Management of Acute Vomiting
Begin oral rehydration therapy immediately with small, frequent volumes (5 mL every minute) using a spoon or syringe, as this approach corrects dehydration and simultaneously reduces vomiting frequency in most patients. 1
Initial Assessment: Determine Hydration Status and Exclude Red Flags
Assess dehydration severity clinically by examining skin turgor, mental status, mucous membrane moisture, capillary refill, and vital signs 1, 2:
- Mild dehydration (3-5% deficit): Increased thirst, slightly dry mucous membranes 2
- Moderate dehydration (6-9% deficit): Loss of skin turgor, dry mucous membranes 2
- Severe dehydration (≥10% deficit): Severe lethargy, prolonged skin tenting, cool extremities, decreased capillary refill—this is a medical emergency 1, 2
Rule out life-threatening conditions immediately before assuming benign gastroenteritis 2:
- Meningitis/sepsis: altered consciousness, severe lethargy, irritability 2
- Pneumonia: respiratory distress, cyanosis, hypoxia 2
- Surgical emergencies: bilious vomiting, severe abdominal pain, bent-over posture 2, 3
- Urinary tract infection: common cause of fever with vomiting in children 2
Fluid Management Algorithm
For Mild to Moderate Dehydration (No Shock)
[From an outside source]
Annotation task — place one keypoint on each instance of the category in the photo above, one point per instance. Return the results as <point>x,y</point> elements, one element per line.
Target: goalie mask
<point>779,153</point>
Start oral rehydration solution (ORS) immediately 1, 4:
- Mild dehydration: Give 50 mL/kg ORS over 2-4 hours 1
- Moderate dehydration: Give 100 mL/kg ORS over 2-4 hours 1
- Technique: Use teaspoon, syringe, or medicine dropper to give small volumes initially (5 mL every minute), then gradually increase as tolerated 1
- Replace ongoing losses: Give 2 mL/kg for each vomiting episode and 10 mL/kg for each watery stool 1
Reassess hydration status after 2-4 hours 1:
- If rehydrated: proceed to maintenance phase
- If still dehydrated: reestimate deficit and restart rehydration
For Severe Dehydration (≥10% Deficit or Shock)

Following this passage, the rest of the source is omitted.